For about two months now I’ve been using Debian on this Pentium, but I rebuilt it over the past few days as an identical machine in Crux. And at last, everything is working right.
Of course, that wouldn’t have been possible at all without Debian in the first place. I tried off and on for a couple of years to get sound working, or to get the framebuffer display to push beyond 640×480. I never got the combination of kernel options arranged correctly on my own, so I borrowed from the testing kernel configuration and adjusted it from there.
Lo and behold, not only did my system boot on the first try, but it snapped easily to the full 800×600 LCD, and the same sound modules and options I wrangled a month ago work perfectly too. Of course I pruned out a lot of things from Debian’s configuration but I was a little more cautious this time, and made sure I wasn’t pruning it down to a level of unusability.
Which means that everything just works. Finally, after a year-plus of mangling my own configurations and achieving only mediocre (even if still acceptably functional) results, I have sound, proper framebuffer dimensions, wireless access, etc., etc.
Performancewise — and this is the funny part — there’s not a whole lot of difference. Yes, my boot time is shorter in Crux, and the amount of memory I use is considerably less (if the difference between 24Mb and 14Mb can be described as “considerable”) but after that, it’s about the same.

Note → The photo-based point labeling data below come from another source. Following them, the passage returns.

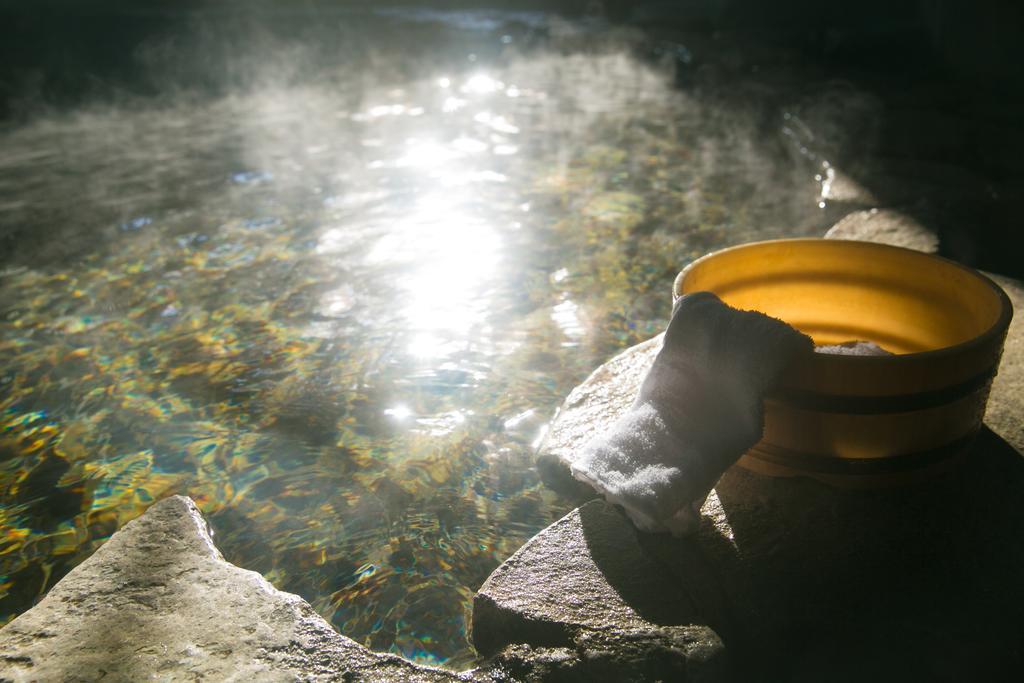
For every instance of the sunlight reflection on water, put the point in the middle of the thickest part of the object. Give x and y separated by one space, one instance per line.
338 310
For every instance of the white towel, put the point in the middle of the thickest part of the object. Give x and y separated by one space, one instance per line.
697 411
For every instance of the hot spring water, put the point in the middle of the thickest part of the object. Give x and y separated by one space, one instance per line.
337 304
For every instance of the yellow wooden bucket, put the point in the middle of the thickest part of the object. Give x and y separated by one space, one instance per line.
855 420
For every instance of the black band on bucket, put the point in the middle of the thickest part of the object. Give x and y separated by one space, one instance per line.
829 464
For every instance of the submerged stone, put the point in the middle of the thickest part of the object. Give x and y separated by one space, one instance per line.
159 600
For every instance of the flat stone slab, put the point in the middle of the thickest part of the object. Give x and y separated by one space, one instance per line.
159 602
598 587
802 582
916 583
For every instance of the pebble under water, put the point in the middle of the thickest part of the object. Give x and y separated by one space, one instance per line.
337 303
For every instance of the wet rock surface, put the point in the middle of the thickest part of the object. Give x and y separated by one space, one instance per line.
159 601
800 580
915 583
887 226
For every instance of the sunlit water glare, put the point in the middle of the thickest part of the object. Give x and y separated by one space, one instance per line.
338 309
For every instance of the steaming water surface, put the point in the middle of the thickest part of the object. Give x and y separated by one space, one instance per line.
338 308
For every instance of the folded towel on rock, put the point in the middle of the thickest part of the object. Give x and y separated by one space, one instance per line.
698 410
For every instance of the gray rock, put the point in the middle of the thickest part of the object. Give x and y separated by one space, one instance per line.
801 581
1005 414
886 226
586 585
158 601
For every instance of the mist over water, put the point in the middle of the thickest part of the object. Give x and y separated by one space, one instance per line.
333 284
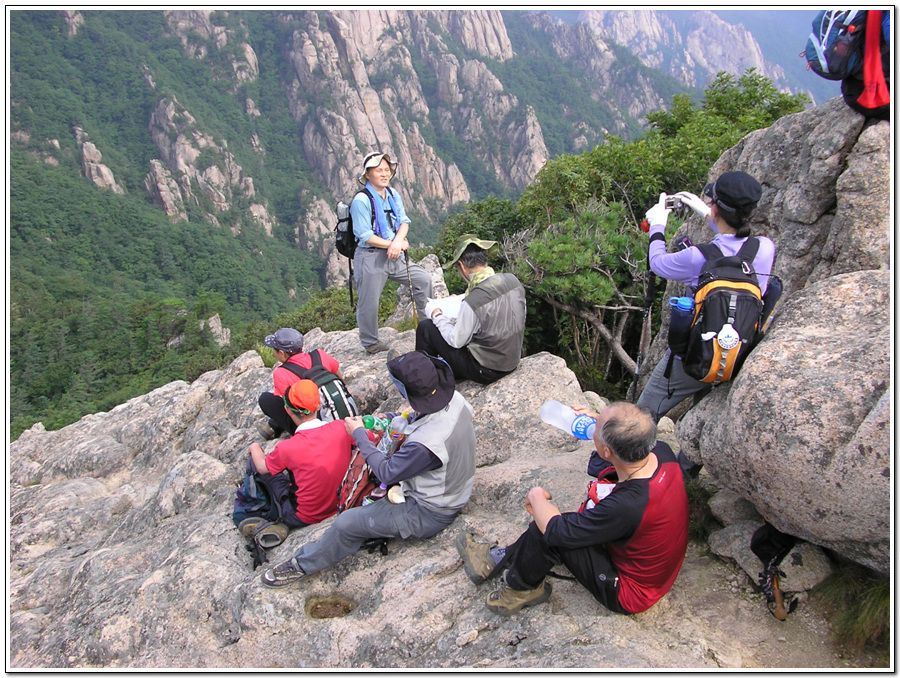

Which is both good and bad. Good, because it means I sacrificed nothing by converting to Crux, but bad because things like stuttering audio under mocp are the same. I don’t plan on using this machine for audio playback so I guess I can rationalize that away, but it’s comforting to know that it is there, working and available, if I want it.
The only holdout in my preferred standard array of software is, ironically, fim … ironic because now that the full framebuffer is working, the framebuffer image viewer won’t compile. I can live until I get that working though.
But honestly, considering the sum total of results for both Crux and Debian, there is little difference — and probably therefore, little to be gained spending days compiling on a surrogate machine, transplanting drives, adjusting configurations, etc., etc.
Ordinarily I would suggest Arch for anyone probing a new-to-you computer, to better find out what the guts are, and how to configure them manually. It goes without saying that on a pre-i686 machine that’s just an impossibility, and for that reason I’d probably have to endorse Debian instead. With only the low-memory requirement to consider, it has been the most helpful and most informative of any distro I have put on this machine.
And so, formally and out loud: Thank you very much, kind sirs and madams of Debian. Your efforts and expertise are greatly appreciated.